En conséquence, M. [H] [P] sera condamné à payer à Mme [G] [S] une somme de 1 000 euros.
o Sur les mesures de fin de jugement
Le défendeur, qui succombe, supportera les dépens, en application de l’article 696 du code de procédure civile.
Il serait inéquitable de laisser à la charge du demandeur, les frais exposés par lui dans la présente instance et non compris dans les dépens, alors qu’il ne succombe pas dans la présente procédure. La somme de 500 euros lui sera donc allouée au titre de l’article 700 du code de procédure civile.

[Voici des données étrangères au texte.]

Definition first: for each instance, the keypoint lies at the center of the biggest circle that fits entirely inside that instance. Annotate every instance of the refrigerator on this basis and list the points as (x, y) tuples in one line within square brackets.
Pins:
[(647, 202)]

La présente décision est exécutoire à titre provisoire, conformément à l’article 514 du code de procédure civile.
PAR CES MOTIFS
Le Tribunal judiciaire, statuant publiquement, par jugement réputé contradictoire, rendu en premier ressort et par mise à disposition au greffe :
CONDAMNE M. [H] [P] à payer à Mme [G] [S] une somme de 1 000 euros à titre de dommages et intérêts ;
CONDAMNE M. [H] [P] à payer à Mme [G] [S] une somme de 500 euros au titre de l’article 700 du code de procédure civile ;
CONDAMNE M. [H] [P] à payer les entiers dépens de la présente procédure ;
RAPPELLE l’exécution provisoire de la présente décision.
Ainsi fait et jugé à Bobigny le 3 juillet 2025.